昨年覇者は大親友、岡茂洋雄(おかもひろお)が好発進

ディフェンディングチャンピオンの河井博大も、“ひろお”。そして「僕も“ひろお”」。同じ名前に、やはり同じ、広島県出身。昔なじみの大親友は、昨年の河井の優勝に涙した。
「現場で見られなかったのは残念だったけど」。
予選落ちをして、親友の感動シーンは自宅のテレビで見た。
「もちろん、刺激にはなった。でも、勉強には一切、ならないけれど」。

河井の絶対に曲がらないショットは、そばで見ていても「なんでそう打てるのか」。さっぱり分からない。「あいつは、教えるのが下手くそで。教える能力はまるでゼロ」。

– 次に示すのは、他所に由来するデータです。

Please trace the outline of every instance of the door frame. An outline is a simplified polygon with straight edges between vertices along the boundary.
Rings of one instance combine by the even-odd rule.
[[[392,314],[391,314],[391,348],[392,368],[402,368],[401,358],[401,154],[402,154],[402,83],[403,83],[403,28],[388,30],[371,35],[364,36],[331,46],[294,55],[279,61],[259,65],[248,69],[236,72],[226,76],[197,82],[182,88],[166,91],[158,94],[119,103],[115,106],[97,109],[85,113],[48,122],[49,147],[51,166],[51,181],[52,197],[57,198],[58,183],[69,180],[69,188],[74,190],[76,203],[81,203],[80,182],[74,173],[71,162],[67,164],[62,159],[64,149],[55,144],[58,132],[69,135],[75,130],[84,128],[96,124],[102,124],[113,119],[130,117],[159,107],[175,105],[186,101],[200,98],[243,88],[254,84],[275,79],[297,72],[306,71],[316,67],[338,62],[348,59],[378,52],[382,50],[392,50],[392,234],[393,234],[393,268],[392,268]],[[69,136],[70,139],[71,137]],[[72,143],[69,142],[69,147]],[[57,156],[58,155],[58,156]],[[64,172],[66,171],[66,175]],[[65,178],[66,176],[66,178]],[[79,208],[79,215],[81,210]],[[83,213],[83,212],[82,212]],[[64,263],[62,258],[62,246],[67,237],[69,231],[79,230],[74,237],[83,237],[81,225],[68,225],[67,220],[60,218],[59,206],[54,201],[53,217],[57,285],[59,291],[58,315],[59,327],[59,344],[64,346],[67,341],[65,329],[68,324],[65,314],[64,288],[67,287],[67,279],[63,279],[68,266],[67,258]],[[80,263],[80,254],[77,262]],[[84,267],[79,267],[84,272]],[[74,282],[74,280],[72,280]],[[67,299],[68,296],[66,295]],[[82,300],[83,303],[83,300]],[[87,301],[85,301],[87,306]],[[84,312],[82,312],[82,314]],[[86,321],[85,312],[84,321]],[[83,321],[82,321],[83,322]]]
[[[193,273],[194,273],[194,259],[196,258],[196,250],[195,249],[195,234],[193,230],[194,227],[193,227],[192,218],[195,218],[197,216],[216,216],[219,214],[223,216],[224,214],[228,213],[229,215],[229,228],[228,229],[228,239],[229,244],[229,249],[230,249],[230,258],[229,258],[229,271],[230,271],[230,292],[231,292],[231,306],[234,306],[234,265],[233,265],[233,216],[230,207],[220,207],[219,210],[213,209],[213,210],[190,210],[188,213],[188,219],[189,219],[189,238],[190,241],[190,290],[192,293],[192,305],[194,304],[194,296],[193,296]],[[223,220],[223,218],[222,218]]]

かわりに、岡茂がお手本にしているのが、3つ年下の田中秀道。
「彼の教える能力は抜群。天才ですね」。
2010年に、岡茂が初シード入りを果たしたのも田中のおかげだ。

かみ砕いてわかりやすく、すんなりと入ってくるアドバイスの数々を、岡茂は「秀道理論」と呼んで傾聴している。
「僕のいいのを引き出してくれた」との感謝が恨み節に変わったのは昨年。
せっかく岡茂のシード元年に、田中はツアーの出場権を失って、ほとんど試合に出られなくなった。
「教えてくれる人がいなくなり、俺のシード落ちは、お前のせいだ」と、わずか1年の陥落には、本人にも直接抗議をしたものだ。

このオフは、徹底的にその穴埋めをしてもらった。改めて、秀道理論を骨の髄までしみこませて、新しいシーズンを迎えると、主戦場のチャレンジトーナメントでは優勝争いの末に2位。

また、この日暫定首位の谷口徹の教えも効いている。「オフに宮崎合宿に参加させてもらって。あの人は凄い。俺もあの人の脳みそが欲しい」と惚れ込んだ“谷口理論”もたっぷりと栄養にして、今季は自信に満ちている。

「普通にやれば、上位でゴルフが出来る」。
今週の出場資格は、昨年の北陸オープンの優勝者が、少ないチャンスを生かして、大親友に近づいた。
「今年も“ひろお”が2年連続で、優勝争いをしたらおもしろいのにって。河井とも話してたんです」。
このまま順調にいけば、冗談ではすまないかもしれない。